Monday, May 20, 2024

Why Did God Put the Tree of Knowledge in the Garden to Begin With?

  "If God knew the humans were going to eat from it, why did He put the Tree of the Knowledge of Good and Evil in the garden to begin with? Why not just keep it far away and out of their reach?"
This is a perfectly fair and legitimate question which people ask about the Genesis account, because if God is in fact omnipotent, then it was perfectly possible for Him to either remove it, or not have it grow where he was going to put our ancestors in the first place. So why was it there? Why put something so potentially dangerous to our species within arms reach knowing that they would eventually eat from it? A common answer is that it was a part of God's larger plan for human beings. But then this also has the consequence that God Himself had agency for, and is ultimately responsible for, the fall of Adam, something which is, quite frankly, absurd. And, more directly, it assumes that God has an overarching plan at all.

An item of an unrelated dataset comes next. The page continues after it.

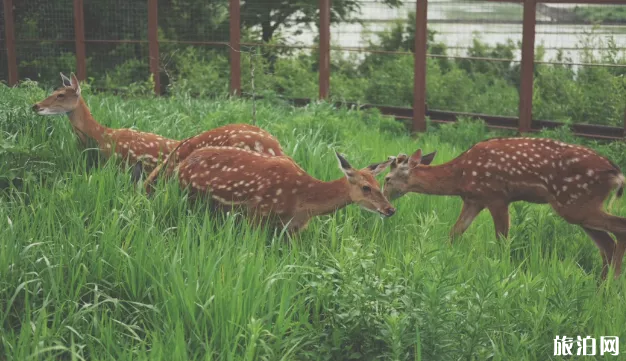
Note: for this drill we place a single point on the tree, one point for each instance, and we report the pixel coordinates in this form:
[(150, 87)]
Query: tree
[(271, 15)]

God exists, and time and space are dimensional vectors which move through Him, not vice-versa. He knows what has happened, what is happening, and what is going to happen from our perspective, because He is already, constantly present in the happening. Nothing happens without His knowledge because nothing in time or space does not pass through Him when it does. There is nothing, no particle of matter or energy with which He is not already intimately in contact because they are ultimately formed from His own Being, being the source of all energy in existence. So of course He knows what will happen and every possibility of what can happen.
But knowing what will happen or is already happening is very different from exercising agency in the happening. Knowing what will happen or what is happening is very different from planning it to happen. And assuming that everything which happens is a part of some overarching plan of God's removes all responsibility and agency from the sentient beings, the human beings, who made the choices which initiated the happening. Knowing that they are going to make those choices is very different than planning for or causing them to make those choices. Just because God knew they were going to eat from the Tree doesn't mean God planned for them to do so. It wasn't God's choice for them to totally ignore His warning about it and do it anyway.
As I have written before, God respects our individual free will more than we do, and actually interfering with that free will, directly "reprogramming" on the fly against that person's volition, so to speak, is anathema to Him. It's not something He will do. Our choices are what define us and make us the individuals we are, and whether those choices were from before this Fall or after it, they are still ours to make for either benefit or harm. When He created us, one way or the other, He didn't set out to direct our lives like a puppet master. He created us and then let us do what we were going to do, acting, speaking, and responding as we were going to without any direct puppeteering from Him. These actions of ours, these words, these responses set the ball in motion for all of human history entirely without plan or direction on His part, though not without His interjection at times.
While the overarching direction of human history was left to our choices and responses as individuals, God did act in response to mitigate the damage and teach us how to work around and deal with the damage and consequences of our choices. He did act to provide for us a solution to our behavioral malfunction brought on by our poor choice in the garden. This is the plan which God had from eternity, not to direct each and every one of our lives like a puppet master, but to give us the tools to bypass our inherited malfunction so that it didn't have to impact everything we did or said, but still keeping it as our choice whether or not to make use of it.
As for why God left the Tree of the Knowledge of Good and Evil in the garden? I suspect it was because it was a primary food source for a particular animal that lived in the area. Rather than change everything, it made more sense and would cause less disruption to just give the new residents a warning not to eat from it. Yeah, He knew they would eventually not listen, but they didn't know that, and they did listen for a long time until someone chose not to. But even that choice, fraught with disastrous consequences as it was, was honored by God as their choice and one He wouldn't take from them.
Just because God "can" do something, doesn't mean He will. Just because He has, by His very nature, the ability to rewrite the fabric of reality on impulse, doesn't mean that's something He would do if, for no other reason, than it would mean the loss of every unique person and individual involved as they are rewritten. Think of it like a saved game on Skyrim or another RPG. You spend hours and hours working on a character, leveling him up, buying or building a house, getting him married, getting him kids, and investing in his life. And then you decide to start a new game and overwrite the save file. Everything that character was is lost. Now imagine if it was an AI character doing it all on his own, making his own choices, fighting his own battles. Sure, it's your game. You could start a new character and overwrite the old one, but everything he was would be lost. He would have no say in the matter. Wouldn't that be almost tantamount to murder? Maybe even worse, because at least with murder, the consciousness or soul survives even if the body doesn't, but here, not even the intelligence or "consciousness" would survive the overwrite. There are things God can do, but won't do because He loves, and because He cares about each one of His creations individually. He would rather that individual make his own choices, even the harmful ones, and be who he is than overwrite him and wipe him from existence by taking his own free volition from him.
So, yes, He knew about what would happen. No, it wasn't a part of His plan because there wasn't an overarching plan to begin with. There was just a bunch of human beings in a garden paradise who were left to be who they were going to be. No more, and no less.